Глава IV. Политика и этика
«Для меня заниматься политикой означает ломать стену культурных предубеждений, которая нас окружает».
«Нужно, чтобы все поняли: писатель играет не более важную роль, чем продавец кокосов».

Всю свою бурную юность Пауло Коэльо был активным участником самых радикальных движений — даже «Битлз» казались ему консерваторами. Он всегда был радикалом. Мечтал об альтернативном обществе и погружался с головой в марксистские течения. Он всегда открыто заявлял о своих политических и этических взглядах как радикал, противостоящий системе, и дорого заплатил за это: ему пришлось пережить психиатрическую клинику, тюрьму, пытки.

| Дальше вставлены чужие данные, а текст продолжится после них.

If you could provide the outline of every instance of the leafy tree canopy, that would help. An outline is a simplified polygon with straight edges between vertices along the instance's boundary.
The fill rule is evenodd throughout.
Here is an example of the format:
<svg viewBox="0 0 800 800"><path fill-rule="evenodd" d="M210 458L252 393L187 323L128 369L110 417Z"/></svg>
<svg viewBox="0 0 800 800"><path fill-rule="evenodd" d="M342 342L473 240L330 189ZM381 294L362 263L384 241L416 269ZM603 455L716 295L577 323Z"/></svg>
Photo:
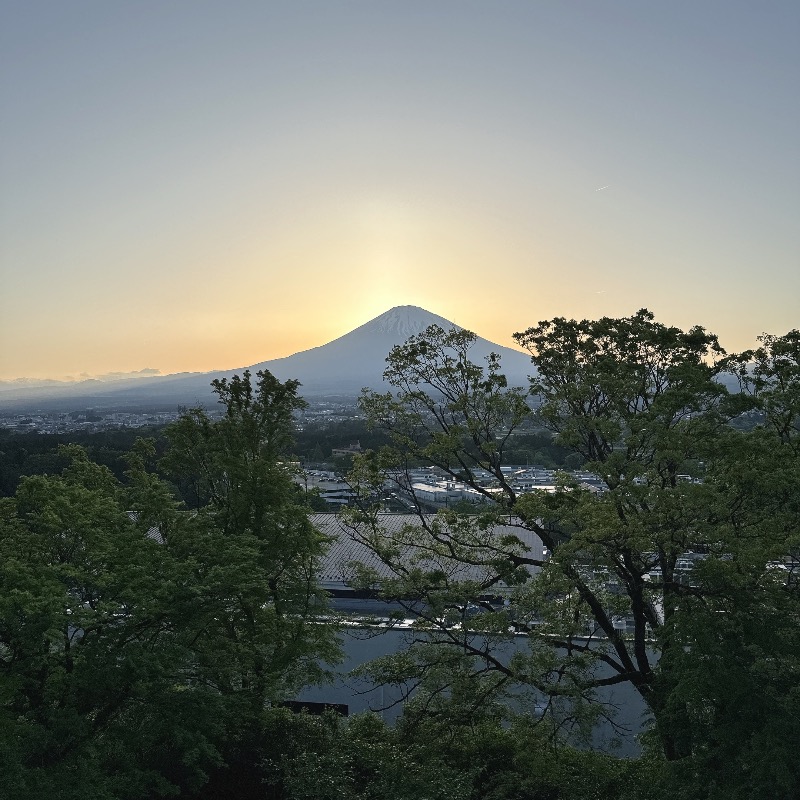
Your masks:
<svg viewBox="0 0 800 800"><path fill-rule="evenodd" d="M557 318L515 338L531 354L530 387L509 387L497 357L472 362L470 332L432 326L389 354L394 391L362 398L371 424L392 437L356 466L365 498L387 478L410 485L409 466L422 460L494 509L421 516L401 546L374 509L353 515L356 535L394 573L386 592L425 601L416 605L427 622L416 645L375 676L411 681L430 700L423 713L471 681L483 703L530 687L567 698L554 708L580 717L598 688L629 683L682 785L725 761L719 796L731 786L745 787L743 797L765 786L791 796L794 761L779 748L775 770L768 752L800 733L797 697L786 694L800 605L785 563L800 532L797 332L727 356L703 328L668 327L641 310ZM726 373L749 391L730 394ZM748 410L764 425L731 426ZM604 491L564 476L555 493L520 493L503 466L531 419L585 461ZM520 536L493 537L501 519ZM530 555L524 531L541 539L546 560ZM468 564L470 578L448 562ZM488 603L502 585L506 605ZM486 613L455 626L442 613L469 604ZM529 655L504 655L504 641L520 633ZM754 703L763 698L764 712L740 714L733 685Z"/></svg>
<svg viewBox="0 0 800 800"><path fill-rule="evenodd" d="M0 501L9 796L191 794L232 764L260 787L266 710L336 660L332 626L310 623L322 542L281 460L297 384L257 377L215 384L221 420L190 411L168 431L195 512L148 442L123 482L70 446L60 474Z"/></svg>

А сейчас, когда он стал зрелым человеком, знаменитым на весь мир, человеком, которого любят сильные мира сего и которого обожают читатели, каковы его политические и этические взгляды? Он считает себя животным политическим, но при этом хочет держаться вдалеке от искушения примкнуть к какой-либо партии. В глубине души он, как и в юности, остался романтиком. Хочет верить, что глубокие духовные убеждения, любовь к тайне, терпимость и добрая магия, место для которой есть в жизни каждого, способны сделать наш мир менее несчастным, менее жестоким, наполнить его сбывающимися мечтами. Для этого, как он думает, посреди самого жестокого насилия и неутолимой жажды власти нужно постараться сохранить в себе слабого ребенка, спящего в каждом из нас и напоминающего об утерянной невинности.